The clinical research process that takes a promising new treatment from initial investigation through US Food and Drug Administration (FDA) approval is arduous and produces a vast amount of clinical data on the safety and efficacy of new therapeutic topics. Interpreting and applying information from clinical trials requires critical evaluation and assimilation, particularly when several sets of data are newly available. This month’s column features David S. Boyer, MD; Matthew S. Benz, MD; and Alexander M. Eaton, MD, and their thoughts on how to put clinical trial results into practice.

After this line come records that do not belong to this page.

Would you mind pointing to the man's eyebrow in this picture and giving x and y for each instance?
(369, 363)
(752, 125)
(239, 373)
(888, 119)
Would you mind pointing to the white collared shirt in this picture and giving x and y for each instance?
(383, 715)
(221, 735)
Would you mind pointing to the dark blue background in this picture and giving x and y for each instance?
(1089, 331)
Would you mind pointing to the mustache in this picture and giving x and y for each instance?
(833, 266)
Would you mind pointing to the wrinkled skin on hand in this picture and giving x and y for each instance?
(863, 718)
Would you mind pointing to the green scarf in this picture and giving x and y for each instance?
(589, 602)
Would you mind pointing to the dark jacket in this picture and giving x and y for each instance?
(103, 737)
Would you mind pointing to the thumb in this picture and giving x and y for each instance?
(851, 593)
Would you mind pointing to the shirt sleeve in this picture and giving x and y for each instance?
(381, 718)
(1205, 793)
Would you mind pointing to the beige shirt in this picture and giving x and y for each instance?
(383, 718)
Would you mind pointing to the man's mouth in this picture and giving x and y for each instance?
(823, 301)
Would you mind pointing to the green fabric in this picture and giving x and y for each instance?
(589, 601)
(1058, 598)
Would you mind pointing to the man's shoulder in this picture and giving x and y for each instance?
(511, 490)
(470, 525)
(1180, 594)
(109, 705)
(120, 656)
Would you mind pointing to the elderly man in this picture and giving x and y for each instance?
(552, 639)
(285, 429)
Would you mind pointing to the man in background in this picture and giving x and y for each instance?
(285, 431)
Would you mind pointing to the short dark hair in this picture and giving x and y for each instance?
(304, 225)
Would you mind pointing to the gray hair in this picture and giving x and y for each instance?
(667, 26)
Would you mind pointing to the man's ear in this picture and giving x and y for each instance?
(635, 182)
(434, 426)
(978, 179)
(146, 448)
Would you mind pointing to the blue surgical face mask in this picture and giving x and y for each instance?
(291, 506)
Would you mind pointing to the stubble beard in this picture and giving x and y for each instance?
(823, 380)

“Different designs and endpoints
make it tricky to directly
compare studies.”-Alexander M. Eaton, MD
Dr. Eaton: When looking at a data set, the first step in deciding whether it is valuable to your practice is to take a close review of enrollment and patient selection criteria. This is especially important when making comparisons to other studies. Ideally, the enrollment and patient selection criteria would be similar, but in the event that they are not, it is crucial to keep a mental note of any differences so you can take into account any discrepancies when reviewing the results. The second step is to look at the study design. When we are looking at a new medication or treatment, the trial is likely going to be a randomized, masked trial, which may offer a greater sense of confidence in the data. Once you have an established understanding of the trial components, the third step is to look at the top-line numbers. For example, you might closely analyze the differences in the main outcome measure in the study; for wet age-related macular degeneration (AMD) trials, this is typically the letters of improvement. Secondary measures are also of interest and may include the number of retreatments, the length of time between retreatments, and other parameters such as the response of retinal edema and the difference, if any, between the 2 groups. If there is no correlation between vision and retinal edema, I would become more skeptical about the results than if the vision closely tracks improvement in retinal edema. A final point to consider is the emerging global expansion of clinical trials. As trials expand to encompass different geographical regions, it is important to take note of differences in ethnicities. Along those lines, it is in the best interest of your practice to look particularly closely at data that come from your geographic region, because these will more closely parallel what you will encounter. Ultimately, different designs and endpoints make it tricky to directly compare studies, so making a mental note of study differences and keeping those notes at the forefront of your mind will help to put meaning to the data set.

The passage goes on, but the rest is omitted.